With pre-operative median values of FEV1 of predicted 32.5% and diffusion capacity of predicted 30% most of our patients might have been precluded from surgery and have undergone radiation therapy. Besides some theoretical research there is so far no evidence of lung volume reduction after radiation therapy (31). Our patient’s perioperative morbidity is very low and the only relevant complication after surgery is prolonged air leak. Three patients (21%) showed air leakage longer than seven days and one of them was re-operated for fistula closure. Prolonged air leak is a well-known issue after LVRS and ranges from 30% in our own cohort up to 57% in literature (32). Linden and colleagues reported a 1% operative mortality rate from sublobar resection of lung tumors in 96 consecutive patients with preoperative FEV1 less than 35% of predicted (33). The 90-day mortality in our patients was zero and might be a reflection of our long-lasting experience in treating emphysema patients. Patients had to fulfill our selection criteria for LVRS (Table 1).

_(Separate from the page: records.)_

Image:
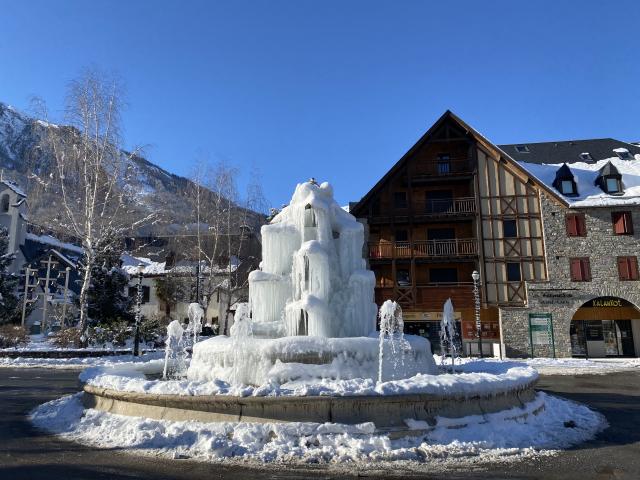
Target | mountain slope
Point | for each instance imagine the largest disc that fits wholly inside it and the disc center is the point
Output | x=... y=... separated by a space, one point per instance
x=153 y=188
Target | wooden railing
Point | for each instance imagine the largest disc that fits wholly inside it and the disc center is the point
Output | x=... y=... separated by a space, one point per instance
x=448 y=206
x=425 y=249
x=443 y=167
x=429 y=297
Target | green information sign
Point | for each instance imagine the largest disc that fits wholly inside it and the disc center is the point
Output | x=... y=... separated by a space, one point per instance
x=541 y=331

Five-year survival rate was 36% which is lower than in previous reported series (62.7%) but most operations by Choong et al. were performed as anatomical resections (29). Lobectomy is still the standard of resection for lung cancer.
As limitation, this is a small retrospective review of highly selected patients and lung function follow-up values are only available for the first three months after operation. All potentially eligible patients for LVRS should be discussed at a multidisciplinary emphysema board at highly experienced centers (34). Therefore, indication is still the key issue and even in prospective trials only carefully selected patients will experience concomitant cancer resection and LVRS.

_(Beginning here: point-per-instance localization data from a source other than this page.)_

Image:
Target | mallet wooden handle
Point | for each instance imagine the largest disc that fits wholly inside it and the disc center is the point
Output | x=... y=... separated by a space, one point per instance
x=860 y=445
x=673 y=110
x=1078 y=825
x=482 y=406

Primary radiation therapy might be proposed for patients with emphysema, impaired lung function and NSCLC but this strategy lacks the beneficial effect of lung volume reduction. Radiation therapy shows only few complications [i.e., pneumonitis (35)] but our patients after concomitant cancer resection and LVRS profit from low morbidity as well. LVRS is safe and effective in all types of emphysema morphology and therefore cancer resection heterogeneous and even in intermediately heterogeneous emphysema should be taken into account (18,20,36). Again, one should observe standard selection criteria for LVRS.
From an oncological point of view sublobar resections are at least comparable with radiation therapy and therefore overall survival might be similar (8,9). Three-year survival of 55.8% and 2-year survival of 73% after radiation therapy is comparable with the 3-year survival of 50% and the 5-year survival of 36% in our patients. This comparison must be considered with caution as our study counts only on highly selected patients.
In conclusion, sublobar resection of early stage lung cancer combined with LVRS in patients with severe emphysema improves lung function and shows low morbidity and mortality. Oncological outcome is comparable to radiation therapy which lacks the beneficial effect of LVRS. Patient selection plays a key role and therefore lung cancer patients with emphysema should be discussed at a tumor board including thoracic surgeons with experience in LVRS or be presented at a multidisciplinary emphysema board.
Acknowledgements
None.
Footnote
Conflicts of Interest: Meeting presentation—This study was presented as poster at the ESTS Annual Meeting in Naples, Italy, 29.05.2016–01.06.2016.
Ethical Statement: The study was approved by the Swiss Local Ethics Committee (No. 2016-0076).